A Practical Guide to Understanding Stochastic Gradient Descent Methods: Workhorse of Machine Learning


IPython Notebook: Here

Introduction: Why Optimization?

It is no need to stress that optimization is at the core of machine learning algorithms. In fact this was a big enabler of deep learning; where “pre-training” (i.e. an optimization process) the network was used to find a good initialization for deep models. This actually allowed the early deep model to train without suffering from the vanishing or exploding gradients.

A good optimization is an essential part of machine learning as significant performance boost often comes from better optimization techniques. This is especially the case for stochastic algorithms. Because, in stochastic settings we only observe a subset of the data at a given time and better optimization techniques help to exploit data efficiently. One such trick would be, maintaining a running mean of gradients over time and adding that to the current gradient. This is in fact the idea behind momentum. In this post, we will be talking about Stochastic Gradient Decent (SGD) methods.

Why this post when there are million other search results?

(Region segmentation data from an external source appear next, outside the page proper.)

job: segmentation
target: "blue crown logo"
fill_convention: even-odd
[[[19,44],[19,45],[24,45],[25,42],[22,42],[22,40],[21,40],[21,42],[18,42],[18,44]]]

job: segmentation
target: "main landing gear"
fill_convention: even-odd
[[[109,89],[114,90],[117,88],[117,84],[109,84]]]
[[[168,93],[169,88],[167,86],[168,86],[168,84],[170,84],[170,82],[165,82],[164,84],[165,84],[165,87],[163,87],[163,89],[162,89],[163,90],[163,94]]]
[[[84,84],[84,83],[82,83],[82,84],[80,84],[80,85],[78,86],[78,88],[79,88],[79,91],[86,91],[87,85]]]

Yes there are many good reads to understand the basics of the latest SGD methods. Few such resources are,
1. Sebastian Ruder’s Blog
2. Tensorflow official page
3. Stanford Course
4. Geoffrey Hinton’s Slides

Though these resources are great for understanding nuts and bolts of SGD methods and future trends, they don’t go in to practical details of why one method prefer one method over the other. In other words they don’t show what are the practical advantages of each method. In this blog post, I highlight with examples, how each method behave in a variety of settings and thereby progressively proceed along SGD optimization methods that perform better.

2D Problem Formulation

To understand the methods we assume the following problem setting. Assume we are trying to optimize y where y=f(\theta) for some function of x. At time t=0 we start with some initial value \theta_0 and continue finding solutions \theta_1, \theta_2, \ldots, \theta_T s.t. we minimize y. For the following methods we simply set,
y = \theta^2

1. SGD Optimization: Take a Step in the Opposite Direction of Gradient

Update Rule

First we will talk about the naive Stochastic Gradient Decent (SGD) optimization method. In this at time t, from point, \theta_t we take a small step in the opposite direction of the gradient to produce \theta_{t+1}. That is,
\theta_{t+1} = \theta_t - \eta \nabla_\theta y

where \eta is the magnitude of the step we take.

Visualizing SGD

This is what it looks like in our problem. We show decrease the transparency of the points from old to new. So new points (in time) are less transparent.

2. SGD with Momentum: Roll the Ball [1]

Update Rule

With momentum, in addition to taking a step of \eta \nabla_\theta y we add an additional component. This component is the accumulated gradient of the past. Mathematically,
v_t = \gamma v_{t-1} + \eta \nabla_\theta y
\theta_{t+1} = \theta_t - v_t

Intuition behind momentum

Imagine two balls freely rolling down the same hill. For one ball we introduce the following behavioral change. We stop the ball at every 5m interval with our hand for an infinitesimally small amount of time, so that every 5m the ball has a starting velocity of 0. Obviously the ball freely rolling down the hill will reach the bottom much quicker than the ball we reset every 5m.

Here the ball reset every 5m represents the SGD optimization. The ball rolling freely represents SGD with Momentum.

Visualizing SGD with Momentum

Below is the results for SGD with momentum. As you can see SGD with Momentum reaches lower value that SGD in the same number of steps.

Visualizing the Evil side of Momentum

We now have a quicker way of reaching the bottom, now let us run a bit longer.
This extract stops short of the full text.